ISLAMABAD: Alarmed by the volatility brought about by the rupee’s plunge against the dollar on Friday and the government’s indecision and non-transparency regarding the International Monetary Fund (IMF) and other external loan terms, Pakistan People’s Party’s (PPP) Parliamentary Leader in the Senate Sherry Rehman said that the rupee went into a precipitous free fall, the biggest in a decade, only to stabilise hours later while the whole country was holding its breath on how the balance of payments crisis will be resolved.
She said that one day the government says that an IMF programme is needed and the next day it issues a sharp rebuke against borrowing from the IMF. This fiscal schizophrenia is disastrous for the economy, she added.
The senator said, “The government should have a better response than simply saying there is no need to panic. For the people of Pakistan surviving on paycheck to paycheck, and especially eroding daily wages, there is a reason to be anxious. With the interest rate at 10 per cent, inflation is expected to reach 12 per cent. The price of basic commodities such as wheat increased by 6.11 per cent, flour by 9.32 per cent, eggs by 20 per cent and pulses by 20 per cent, to name a few. In line with the rupee’s devaluation, incomes in Pakistan saw a drastic reduction of 36 per cent. A year ago, the minimum wage was equivalent to almost $150/month, now it is down to $105/month.
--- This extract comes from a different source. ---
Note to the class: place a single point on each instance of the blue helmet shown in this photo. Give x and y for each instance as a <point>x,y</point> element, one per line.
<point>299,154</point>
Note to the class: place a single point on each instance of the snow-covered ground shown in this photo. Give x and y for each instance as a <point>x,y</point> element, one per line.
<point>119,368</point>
This is well below the regional wage rate against the dollar which is $175/month in India and $240/month in China. Where is the relief for the working class?”
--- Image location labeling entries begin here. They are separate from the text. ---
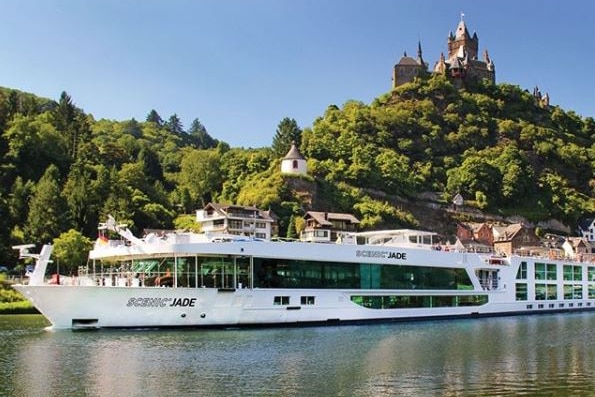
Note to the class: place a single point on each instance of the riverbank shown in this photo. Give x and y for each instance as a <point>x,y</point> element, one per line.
<point>12,302</point>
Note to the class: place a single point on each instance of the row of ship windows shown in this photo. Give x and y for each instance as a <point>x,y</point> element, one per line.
<point>549,271</point>
<point>397,301</point>
<point>550,291</point>
<point>560,305</point>
<point>284,300</point>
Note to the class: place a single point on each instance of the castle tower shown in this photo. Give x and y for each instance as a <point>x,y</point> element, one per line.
<point>463,63</point>
<point>408,68</point>
<point>294,162</point>
<point>462,38</point>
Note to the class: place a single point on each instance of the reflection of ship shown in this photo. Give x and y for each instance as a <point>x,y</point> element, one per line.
<point>195,280</point>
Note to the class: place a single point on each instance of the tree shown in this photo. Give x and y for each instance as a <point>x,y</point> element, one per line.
<point>287,132</point>
<point>72,123</point>
<point>81,199</point>
<point>200,137</point>
<point>154,117</point>
<point>71,250</point>
<point>174,125</point>
<point>47,210</point>
<point>200,173</point>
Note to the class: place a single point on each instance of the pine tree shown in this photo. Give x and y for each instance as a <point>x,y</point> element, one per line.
<point>47,210</point>
<point>200,137</point>
<point>288,132</point>
<point>174,125</point>
<point>154,117</point>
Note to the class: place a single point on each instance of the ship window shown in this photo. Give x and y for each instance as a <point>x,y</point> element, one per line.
<point>416,301</point>
<point>235,224</point>
<point>521,292</point>
<point>552,292</point>
<point>573,273</point>
<point>573,291</point>
<point>540,271</point>
<point>522,273</point>
<point>551,271</point>
<point>281,300</point>
<point>283,273</point>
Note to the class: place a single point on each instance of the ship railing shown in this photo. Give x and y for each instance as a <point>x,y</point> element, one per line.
<point>555,255</point>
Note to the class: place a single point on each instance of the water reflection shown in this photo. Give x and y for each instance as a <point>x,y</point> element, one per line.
<point>535,355</point>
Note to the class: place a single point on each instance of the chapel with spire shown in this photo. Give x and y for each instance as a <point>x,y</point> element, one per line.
<point>461,65</point>
<point>408,68</point>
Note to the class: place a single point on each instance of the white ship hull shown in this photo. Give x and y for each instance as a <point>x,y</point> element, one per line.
<point>140,307</point>
<point>229,284</point>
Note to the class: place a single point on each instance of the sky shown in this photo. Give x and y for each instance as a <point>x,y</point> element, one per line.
<point>241,66</point>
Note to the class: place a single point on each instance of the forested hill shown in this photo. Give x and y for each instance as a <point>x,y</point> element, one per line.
<point>497,145</point>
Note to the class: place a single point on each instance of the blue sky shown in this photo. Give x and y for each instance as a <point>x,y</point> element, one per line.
<point>241,66</point>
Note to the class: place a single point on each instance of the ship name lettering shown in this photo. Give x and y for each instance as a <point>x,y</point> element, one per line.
<point>148,302</point>
<point>381,254</point>
<point>184,302</point>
“The government, instead of assuring the market, approached the issue with its signature nonchalant style of governance. They should have presented a clear plan on what direction it intends to take the economy especially at a time when investor confidence is low. The other question is, why the sudden devaluation? It is not going to help with imports. Was this drastic devaluation done to meet IMF preconditions? The minister managed to talk about the IMF or the rupee slide without really saying anything on the subject. Why is the government not being transparent regarding its negotiations with the IMF?” asked the senator.
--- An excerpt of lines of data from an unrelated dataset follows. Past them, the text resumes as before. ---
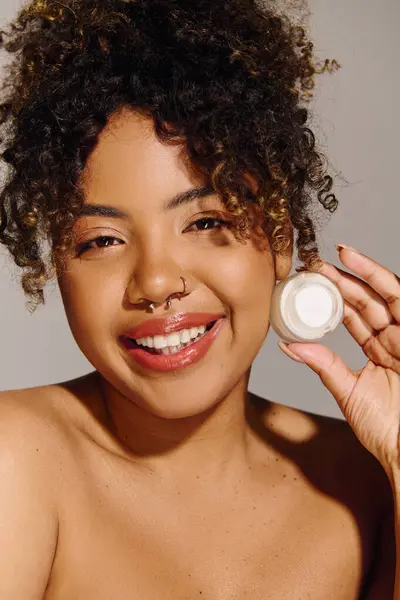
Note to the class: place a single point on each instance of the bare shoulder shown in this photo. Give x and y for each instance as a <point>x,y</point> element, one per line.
<point>329,454</point>
<point>38,421</point>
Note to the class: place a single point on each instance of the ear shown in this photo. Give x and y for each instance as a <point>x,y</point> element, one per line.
<point>283,262</point>
<point>283,265</point>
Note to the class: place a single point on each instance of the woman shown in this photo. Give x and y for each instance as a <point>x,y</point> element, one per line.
<point>160,164</point>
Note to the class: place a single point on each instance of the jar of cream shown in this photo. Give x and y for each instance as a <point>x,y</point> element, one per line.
<point>305,307</point>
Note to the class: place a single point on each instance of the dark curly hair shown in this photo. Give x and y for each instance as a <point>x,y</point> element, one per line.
<point>228,78</point>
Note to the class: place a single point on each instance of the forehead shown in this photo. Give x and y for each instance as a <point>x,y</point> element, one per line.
<point>129,161</point>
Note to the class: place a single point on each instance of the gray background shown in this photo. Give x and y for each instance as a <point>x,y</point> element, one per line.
<point>357,122</point>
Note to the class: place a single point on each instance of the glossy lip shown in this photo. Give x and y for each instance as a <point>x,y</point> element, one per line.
<point>171,362</point>
<point>171,324</point>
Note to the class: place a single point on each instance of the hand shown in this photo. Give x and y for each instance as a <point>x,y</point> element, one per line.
<point>370,397</point>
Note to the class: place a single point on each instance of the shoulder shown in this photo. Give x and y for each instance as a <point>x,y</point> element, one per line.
<point>36,424</point>
<point>330,455</point>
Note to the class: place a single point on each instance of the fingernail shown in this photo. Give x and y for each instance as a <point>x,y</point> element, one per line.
<point>284,347</point>
<point>345,247</point>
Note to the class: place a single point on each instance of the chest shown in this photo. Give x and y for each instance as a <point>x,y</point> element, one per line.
<point>127,544</point>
“Many are saying that nearly Rs300 billion will be added to the country’s foreign debt as a result of the whopping exchange rate adjustment. How will the government explain adding this to our already troubled balance of payments? The parliament and the people have legitimate questions. How does the government intend to restore Pakistan’s reserves? Improving exports and remittances are often cited as sources for the dollar supply. But if they were indeed improving, why would the State Bank of Pakistan (SBP) have to hike key interest rates by 10 per cent, to 150 basis points which is the highest in six years? SBP’s report certainly warned of tough times without glossing over reality like the government,” she added.
“For all the big talk on reforming the economy and promises of salvation from the hands of international lenders, the government has little to show for their vision. The rush to false promises has thrown the government into a serious credibility crisis with the parliament paralysed, external debt at its peak and no clear strategies or parliamentary consultations to fix the spiralling economy. We demand that the government provide transparency on the current state of the economy, its plans regarding the IMF and answer our questions in parliament,” concluded the former Senate opposition leader.